Recentemente, o Comitê Orientador do Fundo Amazônia (Cofa) abriu a possibilidade de municípios terem acesso direto aos recursos a partir de editais de chamamento público, além da criação de um valor mínimo de R$ 5 milhões por projeto e um teto de 5% do saldo disponível no fundo. Com R$ 3,3 bilhões já recebidos, o Fundo Amazônia (criado em 2009), foi retomado em janeiro, pelo governo de Lula, após a paralisação durante a gestão do ex-presidente Jair Bolsonaro (PL), e vem recebendo promessas de doações milionárias de países da Europa e da América do Norte.

Para o senador Plínio Valério (PSDB-AM), presidente da CPI das ONGs, o fundo precisa passar por uma profunda revisão. “O Fundo Amazônia não contribuiu para a redução da desigualdade na região e requer uma revisão profunda para se tornar verdadeiramente relevante para a população amazônica”, pontuou o parlamentar amazonense.

Por meio do Fundo Amazônia, o Brasil recebe doações, especialmente de outros países, para apoiar iniciativas contra o desmatamento. De acordo com o Banco Nacional de Desenvolvimento Econômico e Social (BNDES), responsável pela gestão dos recursos, o fundo já viabilizou 102 projetos que abrangem desde suporte a ações do governo federal até iniciativas com comunidades tradicionais, indígena e projetos diretos com governos estaduais da região da Amazônia Legal. Dessas iniciativas, 60 já foram concluídas e 42 continuam em andamento.

Municípios poderão acessar recursos do Fundo Amazônia 

Uma das mudanças anunciadas pelo comitê foi a possibilidade de municípios localizados na região da Amazônia acessarem os recursos do fundo. No entanto, na prática, desde a sua criação, o Fundo Amazônia apoia ações nas cidades. A diferença é que antes essas ações deveriam compor os projetos apresentados pelos estados. O governo Lula anunciou essa como a principal alteração feita nas diretrizes do fundo.

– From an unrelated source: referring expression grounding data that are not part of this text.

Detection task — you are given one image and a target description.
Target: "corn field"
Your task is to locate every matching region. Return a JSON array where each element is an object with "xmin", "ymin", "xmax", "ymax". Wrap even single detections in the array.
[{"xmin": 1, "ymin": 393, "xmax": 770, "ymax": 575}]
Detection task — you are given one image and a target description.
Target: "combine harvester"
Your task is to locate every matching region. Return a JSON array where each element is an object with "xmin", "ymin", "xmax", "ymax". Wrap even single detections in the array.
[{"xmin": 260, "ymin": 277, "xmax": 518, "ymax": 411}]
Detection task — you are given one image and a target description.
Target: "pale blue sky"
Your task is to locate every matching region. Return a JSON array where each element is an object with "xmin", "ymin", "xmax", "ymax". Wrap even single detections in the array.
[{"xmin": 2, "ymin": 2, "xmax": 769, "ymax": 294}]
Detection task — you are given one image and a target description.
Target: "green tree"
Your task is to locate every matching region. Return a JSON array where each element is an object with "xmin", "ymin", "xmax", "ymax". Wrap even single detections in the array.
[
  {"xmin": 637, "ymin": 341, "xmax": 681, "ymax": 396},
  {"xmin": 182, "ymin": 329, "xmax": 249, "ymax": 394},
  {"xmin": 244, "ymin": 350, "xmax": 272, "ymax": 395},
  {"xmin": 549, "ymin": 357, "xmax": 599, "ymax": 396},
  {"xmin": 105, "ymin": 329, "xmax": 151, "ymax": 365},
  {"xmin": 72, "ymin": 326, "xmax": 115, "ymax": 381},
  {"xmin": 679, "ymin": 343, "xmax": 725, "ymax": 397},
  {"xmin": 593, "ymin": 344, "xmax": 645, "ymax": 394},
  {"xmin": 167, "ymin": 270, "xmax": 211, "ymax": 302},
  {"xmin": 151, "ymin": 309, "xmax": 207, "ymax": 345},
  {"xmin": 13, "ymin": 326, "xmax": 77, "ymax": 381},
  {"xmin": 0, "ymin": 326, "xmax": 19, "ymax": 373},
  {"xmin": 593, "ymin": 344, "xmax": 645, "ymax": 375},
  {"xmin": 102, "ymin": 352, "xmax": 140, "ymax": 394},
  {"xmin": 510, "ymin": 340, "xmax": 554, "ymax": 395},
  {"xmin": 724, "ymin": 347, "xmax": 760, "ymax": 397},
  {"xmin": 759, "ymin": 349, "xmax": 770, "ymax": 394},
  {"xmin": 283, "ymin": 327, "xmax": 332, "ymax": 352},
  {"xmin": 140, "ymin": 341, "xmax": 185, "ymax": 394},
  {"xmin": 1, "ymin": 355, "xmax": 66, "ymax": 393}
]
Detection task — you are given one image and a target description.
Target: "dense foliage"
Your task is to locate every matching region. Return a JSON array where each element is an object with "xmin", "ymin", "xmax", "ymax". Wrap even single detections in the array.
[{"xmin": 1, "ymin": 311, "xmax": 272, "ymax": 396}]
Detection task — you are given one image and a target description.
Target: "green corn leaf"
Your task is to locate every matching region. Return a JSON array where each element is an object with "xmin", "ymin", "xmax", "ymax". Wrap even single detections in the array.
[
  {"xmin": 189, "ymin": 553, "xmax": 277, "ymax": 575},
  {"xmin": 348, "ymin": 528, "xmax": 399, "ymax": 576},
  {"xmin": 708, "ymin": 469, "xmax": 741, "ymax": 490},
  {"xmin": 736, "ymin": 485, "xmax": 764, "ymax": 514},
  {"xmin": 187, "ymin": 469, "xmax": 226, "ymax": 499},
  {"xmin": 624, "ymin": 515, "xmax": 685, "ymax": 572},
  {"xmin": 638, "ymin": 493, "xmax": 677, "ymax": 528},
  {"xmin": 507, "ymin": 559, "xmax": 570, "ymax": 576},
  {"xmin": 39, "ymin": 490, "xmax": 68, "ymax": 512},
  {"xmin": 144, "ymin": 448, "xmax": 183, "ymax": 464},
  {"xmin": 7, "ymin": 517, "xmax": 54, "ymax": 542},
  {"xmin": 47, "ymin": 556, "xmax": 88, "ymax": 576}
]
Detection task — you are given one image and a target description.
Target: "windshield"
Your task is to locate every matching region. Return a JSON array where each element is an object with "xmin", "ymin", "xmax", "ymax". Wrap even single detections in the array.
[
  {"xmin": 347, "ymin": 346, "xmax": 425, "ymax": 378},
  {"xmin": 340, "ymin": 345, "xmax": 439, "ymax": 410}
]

João Paulo Capobianco, secretário-executivo do Ministério do Meio Ambiente e Mudança do Clima (MMA), destacou a importância dessa descentralização na destinação dos recursos. Segundo ele, os municípios estão “assumindo um protagonismo crescente na busca de ações de controle do desmatamento, regularização fundiária e ordenamento territorial, e passam a contar com a possibilidade de obter recursos para fazer o salto de qualidade na gestão pública, associando-se às ações do governo federal e dos governos estaduais”, afirmou o secretário em matéria publicada pelo Banco Nacional de Desenvolvimento Econômico e Social (BNDES), banco gestor do Fundo Amazônia.

A partir das alterações anunciadas, o fundo deixou também de ser um receptor de propostas ambientais para passar a apresentar iniciativas aos interessados, ou seja, os municípios interessados terão que escolher entre projetos pré-formulados para receber e aplicar os recursos.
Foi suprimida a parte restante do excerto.